Der Wettbewerb hat sich aufgrund der Pandemie und den gewaltigen geld- und fiskalpolitischen Stimulierungsmassnahmen zusätzlich verschärft, weil die seltsame Kombination die Lieferketten etwa im Halbleiterbereich durcheinandergebracht und die Rohstoffpreise nach oben getrieben hat. Tesla dagegen hat sich selbst geschwächt, weil das Unternehmen in jüngster Zeit aufgrund von Zockereien mit Bitcoin und unzureichenden Reaktionen auf Kundenbeschwerden in China oder auf bemerkenswerte Unfälle in den USA für Schlagzeilen gesorgt hatte, also mit seltsamem Verhalten.

Inzwischen musste das Unternehmen 23 Mio. $ auf die 1,5 Mrd. $ an Unternehmensliquidität abschreiben, die es im Februar in Bitcoin investiert hatte. Der Start der schon vor einer Weile angekündigten Expansion ins hochmargige Truck- und Elektro-LKW-Geschäft verzögert sich ebenso, wie die allgemeine Verfügbarkeit der Software, mit welcher die Tesla-Fahrzeuge sich irgendwann völlig autonom bewegen sollen. Während die Software in den Augen euphorischer «Tesla-Jünger» schon morgen völlig neue Gewinnquellen erschliessen soll, fürchten Fachleute, es werde noch Jahre dauern, bis sie regulatorisch anerkannt und zugelassen werde.
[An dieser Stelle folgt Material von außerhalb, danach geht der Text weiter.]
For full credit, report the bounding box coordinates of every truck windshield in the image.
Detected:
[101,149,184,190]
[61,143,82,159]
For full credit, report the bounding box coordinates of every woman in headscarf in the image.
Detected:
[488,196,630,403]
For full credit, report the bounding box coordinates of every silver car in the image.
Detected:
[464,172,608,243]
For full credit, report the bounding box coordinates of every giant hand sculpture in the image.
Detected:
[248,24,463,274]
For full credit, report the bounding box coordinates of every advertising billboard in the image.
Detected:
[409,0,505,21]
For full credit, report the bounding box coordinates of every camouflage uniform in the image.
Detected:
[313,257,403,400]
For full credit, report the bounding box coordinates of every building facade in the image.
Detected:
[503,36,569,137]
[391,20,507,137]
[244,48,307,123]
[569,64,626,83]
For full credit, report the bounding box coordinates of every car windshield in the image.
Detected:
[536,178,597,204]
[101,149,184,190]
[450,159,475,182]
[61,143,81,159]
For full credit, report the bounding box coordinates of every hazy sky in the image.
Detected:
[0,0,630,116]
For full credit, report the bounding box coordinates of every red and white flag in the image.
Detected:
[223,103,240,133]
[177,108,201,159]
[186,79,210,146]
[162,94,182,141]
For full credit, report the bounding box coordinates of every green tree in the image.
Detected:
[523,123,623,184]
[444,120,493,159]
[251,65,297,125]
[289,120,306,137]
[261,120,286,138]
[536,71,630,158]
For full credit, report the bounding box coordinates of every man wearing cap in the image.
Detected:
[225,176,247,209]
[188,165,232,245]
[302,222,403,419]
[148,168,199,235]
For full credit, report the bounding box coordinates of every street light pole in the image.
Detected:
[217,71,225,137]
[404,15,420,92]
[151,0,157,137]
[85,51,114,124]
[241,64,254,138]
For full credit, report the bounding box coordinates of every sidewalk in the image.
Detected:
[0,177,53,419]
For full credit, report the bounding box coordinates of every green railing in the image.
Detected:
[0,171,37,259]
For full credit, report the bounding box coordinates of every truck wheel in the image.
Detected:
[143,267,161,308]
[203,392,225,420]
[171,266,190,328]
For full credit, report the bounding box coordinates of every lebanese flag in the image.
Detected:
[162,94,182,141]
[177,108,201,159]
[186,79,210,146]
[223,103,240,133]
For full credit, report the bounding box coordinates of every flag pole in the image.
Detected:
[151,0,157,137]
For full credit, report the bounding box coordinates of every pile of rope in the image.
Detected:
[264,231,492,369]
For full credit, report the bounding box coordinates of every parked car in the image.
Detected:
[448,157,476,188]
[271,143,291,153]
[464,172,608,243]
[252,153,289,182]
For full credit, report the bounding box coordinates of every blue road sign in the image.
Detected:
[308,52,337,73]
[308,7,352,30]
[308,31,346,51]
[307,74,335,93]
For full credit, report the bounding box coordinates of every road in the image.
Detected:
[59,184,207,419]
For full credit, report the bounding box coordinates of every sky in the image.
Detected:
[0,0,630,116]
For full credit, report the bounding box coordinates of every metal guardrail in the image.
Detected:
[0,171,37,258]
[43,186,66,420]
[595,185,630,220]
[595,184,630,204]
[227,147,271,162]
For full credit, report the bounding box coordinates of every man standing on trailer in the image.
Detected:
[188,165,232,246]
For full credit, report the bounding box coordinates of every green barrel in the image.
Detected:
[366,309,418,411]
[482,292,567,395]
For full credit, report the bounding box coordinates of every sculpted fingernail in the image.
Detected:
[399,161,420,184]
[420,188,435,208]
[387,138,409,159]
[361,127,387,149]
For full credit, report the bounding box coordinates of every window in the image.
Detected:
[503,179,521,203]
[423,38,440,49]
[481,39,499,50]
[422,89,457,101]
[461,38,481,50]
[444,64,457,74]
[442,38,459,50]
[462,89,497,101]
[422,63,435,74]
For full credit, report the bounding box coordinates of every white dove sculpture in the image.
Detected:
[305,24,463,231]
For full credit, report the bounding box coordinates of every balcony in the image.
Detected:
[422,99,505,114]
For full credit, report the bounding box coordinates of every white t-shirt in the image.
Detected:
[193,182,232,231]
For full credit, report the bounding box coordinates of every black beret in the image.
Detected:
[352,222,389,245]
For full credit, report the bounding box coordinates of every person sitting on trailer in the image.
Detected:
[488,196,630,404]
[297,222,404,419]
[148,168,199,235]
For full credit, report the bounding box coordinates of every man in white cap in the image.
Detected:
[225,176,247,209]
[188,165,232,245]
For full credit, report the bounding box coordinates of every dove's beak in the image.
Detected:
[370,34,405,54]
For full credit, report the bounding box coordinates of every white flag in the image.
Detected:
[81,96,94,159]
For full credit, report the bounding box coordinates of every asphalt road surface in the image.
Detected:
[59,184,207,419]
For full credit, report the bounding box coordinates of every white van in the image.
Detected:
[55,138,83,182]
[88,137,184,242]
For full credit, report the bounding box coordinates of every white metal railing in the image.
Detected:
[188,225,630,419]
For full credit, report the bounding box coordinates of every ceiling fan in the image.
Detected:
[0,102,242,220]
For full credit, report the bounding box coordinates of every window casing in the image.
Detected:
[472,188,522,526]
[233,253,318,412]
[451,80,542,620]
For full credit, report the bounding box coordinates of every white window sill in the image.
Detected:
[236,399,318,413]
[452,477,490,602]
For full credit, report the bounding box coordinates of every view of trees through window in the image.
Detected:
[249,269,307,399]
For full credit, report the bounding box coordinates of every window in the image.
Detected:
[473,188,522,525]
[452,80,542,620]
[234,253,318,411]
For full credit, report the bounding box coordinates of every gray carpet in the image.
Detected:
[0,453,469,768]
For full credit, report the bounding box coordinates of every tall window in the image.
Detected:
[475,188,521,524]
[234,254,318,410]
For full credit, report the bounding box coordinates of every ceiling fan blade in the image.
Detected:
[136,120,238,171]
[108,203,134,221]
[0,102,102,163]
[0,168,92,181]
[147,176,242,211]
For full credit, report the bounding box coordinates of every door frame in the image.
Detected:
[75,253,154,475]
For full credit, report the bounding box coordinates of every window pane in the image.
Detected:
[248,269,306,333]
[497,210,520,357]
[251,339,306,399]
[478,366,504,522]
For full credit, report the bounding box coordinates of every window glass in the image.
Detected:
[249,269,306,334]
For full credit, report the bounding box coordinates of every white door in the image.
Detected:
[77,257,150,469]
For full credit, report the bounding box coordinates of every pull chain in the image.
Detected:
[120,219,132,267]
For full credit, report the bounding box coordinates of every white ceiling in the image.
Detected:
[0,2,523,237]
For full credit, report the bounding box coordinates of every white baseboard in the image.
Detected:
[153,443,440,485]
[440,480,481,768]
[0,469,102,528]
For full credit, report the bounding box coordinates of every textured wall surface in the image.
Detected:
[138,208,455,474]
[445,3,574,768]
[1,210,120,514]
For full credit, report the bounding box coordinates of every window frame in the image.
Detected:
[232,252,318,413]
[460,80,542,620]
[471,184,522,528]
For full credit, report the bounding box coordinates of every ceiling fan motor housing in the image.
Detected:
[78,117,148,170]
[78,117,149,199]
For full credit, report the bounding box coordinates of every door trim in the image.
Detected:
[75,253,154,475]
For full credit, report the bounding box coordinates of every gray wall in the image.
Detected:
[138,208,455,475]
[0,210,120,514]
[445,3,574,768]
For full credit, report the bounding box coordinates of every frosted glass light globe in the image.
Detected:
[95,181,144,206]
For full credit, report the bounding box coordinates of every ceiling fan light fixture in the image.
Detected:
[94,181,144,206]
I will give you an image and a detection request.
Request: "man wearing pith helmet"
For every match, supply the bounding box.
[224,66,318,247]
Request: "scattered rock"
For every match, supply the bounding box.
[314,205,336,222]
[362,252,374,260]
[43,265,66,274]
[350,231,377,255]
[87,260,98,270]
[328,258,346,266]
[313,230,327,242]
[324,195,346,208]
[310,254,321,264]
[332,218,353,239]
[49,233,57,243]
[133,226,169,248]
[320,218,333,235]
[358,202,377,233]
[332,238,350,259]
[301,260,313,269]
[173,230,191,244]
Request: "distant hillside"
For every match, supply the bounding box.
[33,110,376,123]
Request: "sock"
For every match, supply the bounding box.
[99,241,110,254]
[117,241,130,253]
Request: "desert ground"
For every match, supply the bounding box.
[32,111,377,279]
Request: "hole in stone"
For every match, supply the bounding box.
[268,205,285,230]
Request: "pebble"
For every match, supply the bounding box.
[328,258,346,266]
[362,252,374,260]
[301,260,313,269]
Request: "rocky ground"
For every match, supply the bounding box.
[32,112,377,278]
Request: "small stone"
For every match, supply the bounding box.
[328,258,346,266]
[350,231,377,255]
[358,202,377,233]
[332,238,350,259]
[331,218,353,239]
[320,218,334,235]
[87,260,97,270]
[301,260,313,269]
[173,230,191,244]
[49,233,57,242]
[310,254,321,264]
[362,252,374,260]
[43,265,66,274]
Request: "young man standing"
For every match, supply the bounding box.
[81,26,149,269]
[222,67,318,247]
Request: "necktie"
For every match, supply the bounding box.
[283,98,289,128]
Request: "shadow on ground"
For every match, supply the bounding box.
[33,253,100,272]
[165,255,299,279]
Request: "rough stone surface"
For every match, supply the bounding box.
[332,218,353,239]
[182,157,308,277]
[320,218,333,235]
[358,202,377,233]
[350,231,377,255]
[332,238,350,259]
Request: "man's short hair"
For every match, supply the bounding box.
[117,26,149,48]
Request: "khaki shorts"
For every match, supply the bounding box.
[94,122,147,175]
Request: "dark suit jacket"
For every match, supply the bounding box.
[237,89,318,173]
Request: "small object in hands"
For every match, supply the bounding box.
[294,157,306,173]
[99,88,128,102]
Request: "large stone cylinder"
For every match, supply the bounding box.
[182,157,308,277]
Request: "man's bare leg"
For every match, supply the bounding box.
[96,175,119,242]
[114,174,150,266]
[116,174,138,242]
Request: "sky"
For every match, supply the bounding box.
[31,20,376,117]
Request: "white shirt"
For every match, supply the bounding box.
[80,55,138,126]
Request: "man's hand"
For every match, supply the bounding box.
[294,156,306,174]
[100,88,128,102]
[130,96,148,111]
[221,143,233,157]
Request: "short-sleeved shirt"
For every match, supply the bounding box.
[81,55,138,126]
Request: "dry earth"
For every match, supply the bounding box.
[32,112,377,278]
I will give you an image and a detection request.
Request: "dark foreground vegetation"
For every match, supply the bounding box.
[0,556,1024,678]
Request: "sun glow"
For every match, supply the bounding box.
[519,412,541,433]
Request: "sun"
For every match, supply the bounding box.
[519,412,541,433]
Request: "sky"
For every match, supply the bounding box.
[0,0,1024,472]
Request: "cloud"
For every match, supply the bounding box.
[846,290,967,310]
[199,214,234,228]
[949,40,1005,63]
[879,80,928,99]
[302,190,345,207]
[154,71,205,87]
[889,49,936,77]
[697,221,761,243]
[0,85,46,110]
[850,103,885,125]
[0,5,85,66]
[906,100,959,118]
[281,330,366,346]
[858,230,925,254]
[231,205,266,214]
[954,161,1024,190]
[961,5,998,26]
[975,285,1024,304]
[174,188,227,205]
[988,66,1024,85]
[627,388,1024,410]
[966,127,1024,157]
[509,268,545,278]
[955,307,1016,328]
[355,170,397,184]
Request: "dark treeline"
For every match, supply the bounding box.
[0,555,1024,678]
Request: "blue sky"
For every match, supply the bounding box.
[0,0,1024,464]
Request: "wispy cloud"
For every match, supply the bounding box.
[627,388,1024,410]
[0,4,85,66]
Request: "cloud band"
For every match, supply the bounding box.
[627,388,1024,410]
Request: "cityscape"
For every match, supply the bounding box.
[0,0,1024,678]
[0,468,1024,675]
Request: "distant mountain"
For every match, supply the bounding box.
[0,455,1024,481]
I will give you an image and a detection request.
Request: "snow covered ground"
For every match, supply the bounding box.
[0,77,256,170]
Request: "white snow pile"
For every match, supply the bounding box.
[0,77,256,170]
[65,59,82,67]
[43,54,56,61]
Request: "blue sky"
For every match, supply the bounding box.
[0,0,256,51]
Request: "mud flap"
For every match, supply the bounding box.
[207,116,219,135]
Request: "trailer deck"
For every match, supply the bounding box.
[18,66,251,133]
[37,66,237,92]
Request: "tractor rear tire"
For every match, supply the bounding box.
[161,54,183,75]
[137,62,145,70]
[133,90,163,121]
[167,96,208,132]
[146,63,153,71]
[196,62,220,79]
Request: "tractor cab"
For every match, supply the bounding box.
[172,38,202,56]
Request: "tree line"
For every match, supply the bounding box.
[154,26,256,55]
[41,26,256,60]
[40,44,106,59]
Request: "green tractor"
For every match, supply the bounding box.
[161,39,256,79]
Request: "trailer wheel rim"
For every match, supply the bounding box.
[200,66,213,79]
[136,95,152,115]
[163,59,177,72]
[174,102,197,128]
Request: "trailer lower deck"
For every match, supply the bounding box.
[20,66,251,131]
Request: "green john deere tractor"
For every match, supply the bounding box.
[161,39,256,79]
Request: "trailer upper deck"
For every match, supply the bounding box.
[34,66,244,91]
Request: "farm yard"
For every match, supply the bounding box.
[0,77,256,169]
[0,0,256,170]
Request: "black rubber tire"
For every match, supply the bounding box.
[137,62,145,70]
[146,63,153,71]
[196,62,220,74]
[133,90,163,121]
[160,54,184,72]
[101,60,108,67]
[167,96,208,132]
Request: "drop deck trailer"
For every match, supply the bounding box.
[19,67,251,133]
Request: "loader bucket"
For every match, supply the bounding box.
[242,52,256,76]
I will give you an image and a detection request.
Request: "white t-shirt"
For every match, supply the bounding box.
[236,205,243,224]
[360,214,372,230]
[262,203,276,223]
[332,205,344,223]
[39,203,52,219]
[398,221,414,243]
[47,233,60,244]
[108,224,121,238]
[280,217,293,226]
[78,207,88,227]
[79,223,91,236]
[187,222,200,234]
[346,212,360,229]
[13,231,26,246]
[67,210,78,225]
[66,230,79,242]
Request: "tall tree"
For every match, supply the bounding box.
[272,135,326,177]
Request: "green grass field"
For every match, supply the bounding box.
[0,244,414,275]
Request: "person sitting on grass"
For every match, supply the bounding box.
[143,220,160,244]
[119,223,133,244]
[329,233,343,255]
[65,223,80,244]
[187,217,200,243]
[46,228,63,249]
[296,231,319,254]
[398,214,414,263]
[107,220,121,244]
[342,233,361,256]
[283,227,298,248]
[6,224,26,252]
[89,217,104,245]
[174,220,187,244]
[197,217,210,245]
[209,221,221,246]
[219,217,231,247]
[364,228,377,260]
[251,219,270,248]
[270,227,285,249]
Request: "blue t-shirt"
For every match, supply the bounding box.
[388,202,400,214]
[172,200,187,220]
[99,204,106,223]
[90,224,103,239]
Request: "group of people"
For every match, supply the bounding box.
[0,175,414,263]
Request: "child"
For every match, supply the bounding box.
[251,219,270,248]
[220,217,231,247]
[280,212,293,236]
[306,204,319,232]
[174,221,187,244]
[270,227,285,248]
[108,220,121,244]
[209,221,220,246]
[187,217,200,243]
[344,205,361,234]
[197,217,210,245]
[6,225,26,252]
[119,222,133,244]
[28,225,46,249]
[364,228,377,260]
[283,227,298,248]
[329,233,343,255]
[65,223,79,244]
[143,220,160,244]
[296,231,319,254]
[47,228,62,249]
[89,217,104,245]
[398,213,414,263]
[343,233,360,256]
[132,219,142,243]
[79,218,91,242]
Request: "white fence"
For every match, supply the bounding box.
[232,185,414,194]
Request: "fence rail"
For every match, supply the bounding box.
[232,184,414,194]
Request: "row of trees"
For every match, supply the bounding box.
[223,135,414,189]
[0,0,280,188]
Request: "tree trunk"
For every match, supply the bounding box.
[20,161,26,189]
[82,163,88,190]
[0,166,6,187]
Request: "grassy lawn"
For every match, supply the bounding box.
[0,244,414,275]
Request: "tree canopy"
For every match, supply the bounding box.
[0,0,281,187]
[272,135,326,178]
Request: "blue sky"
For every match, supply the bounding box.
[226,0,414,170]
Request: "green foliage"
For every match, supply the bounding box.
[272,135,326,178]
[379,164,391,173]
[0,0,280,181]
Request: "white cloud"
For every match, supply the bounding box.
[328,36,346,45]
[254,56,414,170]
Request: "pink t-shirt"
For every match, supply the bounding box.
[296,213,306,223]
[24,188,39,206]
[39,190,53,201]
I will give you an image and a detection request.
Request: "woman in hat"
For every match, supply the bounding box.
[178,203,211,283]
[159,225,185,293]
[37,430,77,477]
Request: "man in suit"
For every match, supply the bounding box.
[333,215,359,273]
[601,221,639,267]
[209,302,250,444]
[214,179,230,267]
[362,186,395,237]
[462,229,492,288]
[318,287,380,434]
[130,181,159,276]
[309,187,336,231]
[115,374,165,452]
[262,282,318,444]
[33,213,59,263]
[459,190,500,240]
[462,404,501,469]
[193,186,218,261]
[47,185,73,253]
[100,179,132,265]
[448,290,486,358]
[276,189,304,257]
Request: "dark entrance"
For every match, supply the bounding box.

Immerhin scheint sich Elon Musk langsam aus dem Rampenlicht zurückziehen zu wollen. Der Tesla-Gründer und Hauptaktionär hat in den vergangenen Jahren immer wieder mit flotten Ankündigungen und markigen Sprüchen für Furore und vor allem auch für hohe Erwartungen gesorgt, von nun an will er aber nur noch dann an der Präsentation von Quartalsergebnissen teilnehmen, «wenn es wirklich etwas zu sagen gibt».

Tatsächlich hat er die Automobilbranche mit Tesla auf Trab gebracht und kann inzwischen sogar von überaus günstigen Rahmenbedingungen profitieren. Die muss er aber auch nutzen und endlich deutlich und stetig steigende Gewinne aus dem Kerngeschäft liefern, sonst werden die hohen Erwartungen zum Bumerang. Das gilt vor allem auch dann, wenn die Konkurrenz schneller aufholt, als allgemein erwartet.